Mountaineer
“Aku
mendaki bukanlah untuk menaklukkan gunung, melainkan menaklukkan keangkuhanku,
bahwa aku hanyalah titik kecil diantara banyaknya entitas yang ada di alam ini.”
Pertanyaan
yang sering disampaikan kepada orang yang senang mendaki gunung atau antar
pendaki yaitu, kenapa kamu ke gunung? Apa yang kamu cari susah-susah ke atas
gunung? Berjalan melewati hutan atau bebatuan hanya untuk kesenangan sementara
atau kebanggaan yang maya, lebih baik tidur saja di rumah. Apa enaknya mendaki
gunung?
Aku
sempat mendaki gunung bersama dengan orang-orang yang telah mendaki berbagai
gunung yang ada di Indonesia dan aku juga ditanyakan hal yang sama. Lama aku
diam tak bisa menjawab karena aku tak yakin juga dengan tujuanku. Awalnya aku
tidak tau apa yang aku cari sampai ke atas sini dengan fisik dan mental
terkuras habis.
Salah
satu teman ada yang menjawab, dia mendaki untuk mencari kesenangan. Ya aku
setuju, kesenangan bisa dicari melalui berbagai cara dan di berbagai tempat,
mungkin baginya gunung merupakan salah satunya. Namun bagaimana bisa mendaki
gunung memberikan kesenangan? Mungkin terlalu abstrak bagiku. Apakah senang
karena berhasil menaklukkan tingginya dan beratnya medan gunung tersebut? Atau
senang melihat pemandangannya yang indah? Atau senang saat bisa bersama
teman-teman?
Salah
satu jawaban lainnya aku dengar dari seorang pemuda yang telah sering mendaki
gunung, jawabannya begitu filosofis menurutku. Dia mengatakan, “Aku mendaki
untuk mengalahkan egoku, aku mendaki untuk menikmati karunia Tuhan”. Begitu
indah sekali kata-katanya atau mungkin dia pernah membacanya di sebuah buku.

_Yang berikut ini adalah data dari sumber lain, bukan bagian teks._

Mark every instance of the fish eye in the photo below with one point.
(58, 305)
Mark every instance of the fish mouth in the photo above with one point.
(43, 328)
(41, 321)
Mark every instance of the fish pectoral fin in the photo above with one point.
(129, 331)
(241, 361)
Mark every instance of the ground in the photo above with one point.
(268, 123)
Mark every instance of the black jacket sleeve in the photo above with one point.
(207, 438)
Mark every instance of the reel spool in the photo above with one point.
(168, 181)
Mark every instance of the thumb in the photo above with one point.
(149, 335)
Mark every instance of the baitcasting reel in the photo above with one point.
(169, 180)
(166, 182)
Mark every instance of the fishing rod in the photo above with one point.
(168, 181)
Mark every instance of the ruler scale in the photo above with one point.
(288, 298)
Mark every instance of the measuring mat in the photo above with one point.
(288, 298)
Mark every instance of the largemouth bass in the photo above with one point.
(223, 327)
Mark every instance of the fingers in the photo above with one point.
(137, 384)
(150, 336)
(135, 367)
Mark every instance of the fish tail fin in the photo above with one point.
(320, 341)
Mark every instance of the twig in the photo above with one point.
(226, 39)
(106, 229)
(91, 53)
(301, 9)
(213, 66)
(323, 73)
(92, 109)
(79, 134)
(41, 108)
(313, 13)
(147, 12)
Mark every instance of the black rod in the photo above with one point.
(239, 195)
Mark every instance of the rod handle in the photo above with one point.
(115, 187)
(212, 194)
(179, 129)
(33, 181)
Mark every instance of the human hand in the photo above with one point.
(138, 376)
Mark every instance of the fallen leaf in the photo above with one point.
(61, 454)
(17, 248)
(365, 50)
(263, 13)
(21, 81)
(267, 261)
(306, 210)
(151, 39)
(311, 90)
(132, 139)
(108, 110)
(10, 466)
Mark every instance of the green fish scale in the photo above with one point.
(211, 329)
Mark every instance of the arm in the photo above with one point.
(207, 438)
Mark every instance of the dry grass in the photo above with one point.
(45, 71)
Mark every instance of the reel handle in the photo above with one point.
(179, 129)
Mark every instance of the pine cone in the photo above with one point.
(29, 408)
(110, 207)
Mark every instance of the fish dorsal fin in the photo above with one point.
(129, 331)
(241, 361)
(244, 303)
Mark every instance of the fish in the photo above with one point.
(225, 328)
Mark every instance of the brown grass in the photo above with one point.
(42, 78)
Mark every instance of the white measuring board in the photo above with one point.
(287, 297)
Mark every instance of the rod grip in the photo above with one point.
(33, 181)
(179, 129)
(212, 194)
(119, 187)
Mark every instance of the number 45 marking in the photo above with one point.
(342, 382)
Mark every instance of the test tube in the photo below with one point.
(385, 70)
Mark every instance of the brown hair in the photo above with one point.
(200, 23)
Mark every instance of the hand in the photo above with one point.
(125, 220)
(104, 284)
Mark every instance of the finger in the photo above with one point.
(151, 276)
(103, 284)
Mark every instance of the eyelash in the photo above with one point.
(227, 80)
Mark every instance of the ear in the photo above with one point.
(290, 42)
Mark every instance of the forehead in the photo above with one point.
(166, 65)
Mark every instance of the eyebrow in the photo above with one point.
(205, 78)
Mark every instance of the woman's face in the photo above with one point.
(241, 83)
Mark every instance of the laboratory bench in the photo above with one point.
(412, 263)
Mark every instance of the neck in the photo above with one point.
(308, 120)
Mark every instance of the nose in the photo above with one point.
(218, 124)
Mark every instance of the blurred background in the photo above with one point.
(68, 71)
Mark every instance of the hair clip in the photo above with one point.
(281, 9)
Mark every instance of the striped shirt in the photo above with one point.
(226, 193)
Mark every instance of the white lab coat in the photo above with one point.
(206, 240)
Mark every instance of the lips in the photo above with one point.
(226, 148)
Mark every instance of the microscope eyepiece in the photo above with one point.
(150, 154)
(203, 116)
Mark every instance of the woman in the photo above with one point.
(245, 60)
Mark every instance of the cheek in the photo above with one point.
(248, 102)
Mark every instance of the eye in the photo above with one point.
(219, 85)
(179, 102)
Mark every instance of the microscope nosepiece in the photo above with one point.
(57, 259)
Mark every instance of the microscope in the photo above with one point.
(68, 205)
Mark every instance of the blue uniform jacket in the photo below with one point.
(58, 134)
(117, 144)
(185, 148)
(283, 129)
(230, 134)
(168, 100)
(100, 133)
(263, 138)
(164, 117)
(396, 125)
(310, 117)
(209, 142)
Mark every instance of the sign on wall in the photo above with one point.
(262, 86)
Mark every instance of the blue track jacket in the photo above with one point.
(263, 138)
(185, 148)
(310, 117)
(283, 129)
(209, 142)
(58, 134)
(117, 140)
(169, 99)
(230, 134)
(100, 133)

Aku juga setuju dengan hal ini, namun aku skeptis pada sebuah kalimat
melankolis tanpa sesuatu yang bermakna. Hanya seperti hiasan semata. Benarkah
kita bisa mengalahkan ego kita hanya dengan mendaki gunung? Sementara saat di
perjalanan kita masih menganggap diri paling superior dibanding yang lain. Atau
bagaimana menikmati karunia Tuhan sampai jauh ke atas gunung sementara kita
belum bisa mensyukuri sesuatu yang ada di sekeliling kita.
Hingga
akhirnya aku mendengar jawaban dari seorang bapak atau mungkin kakek yang turut
dalam perjalanan kami, usianya sudah kepala lima namun tetap memiliki semangat
yang membara. Katanya, “Setelah hidup sekian lama, aku tidak bisa mendapatkan
kepuasan dari banyak hal di dunia ini. Berjudi, wanita, harta benda, tidak
pernah membuatku puas dan senang karena selalu ada keinginan yang lebih. Namun
setiap aku mendaki gunung, berulang kali lagi dan lagi, aku selalu mendapat
kepuasan dan kebahagiaan. Aku mendapat banyak pelajaran di atas sini. Mengenal
banyak orang baru, generasi baru, memberiku semangat untuk terus berbagi. Bahwa
mendaki gunung adalah bagian dari menjalani kehidupan itu sendiri”. Mendengar
ucapan dari bapak tersebut aku baru merasa setuju. Jawaban yang sangat jujur
dan mengharukan. Walaupun usianya sudah tidak terbilang muda lagi namun dia
tetap menikmati mendaki gunung. Dan itu bukan hanya untuk dirinya sendiri, tapi
juga untuk orang lain di sekitarnya.
Sementara
kami terus berjalan hingga rombongan kami hampir mencapai puncak. Indahnya
pemandangan sepanjang jalan mampu menghilangkan setiap lelah yang datang. Canda
tawa bersama teman mampu menghilangkan lapar dan dahaga. Dan dengan usaha,
berjalan naik sedikit demi sedikit kami akhirnya berhasil mencapai puncak.
Setelah di puncak lalu bagaimana? Semuanya terasa kosong dan hampa.
Bagi
orang yang mendaki untuk menikmati puncaknya maka dia tidak akan mendapatkan
apa-apa, karena esensi dari pendakian ialah perjalanan itu sendiri. Bagaimana
kita meresapi setiap langkah dan menikmati setiap perjalanannya,begitu
menurutku. Namun sampai di puncak aku juga masih lama berpikir tentang apa
tujuanku mendaki, dan sampai kini aku belum punya jawaban yang pasti.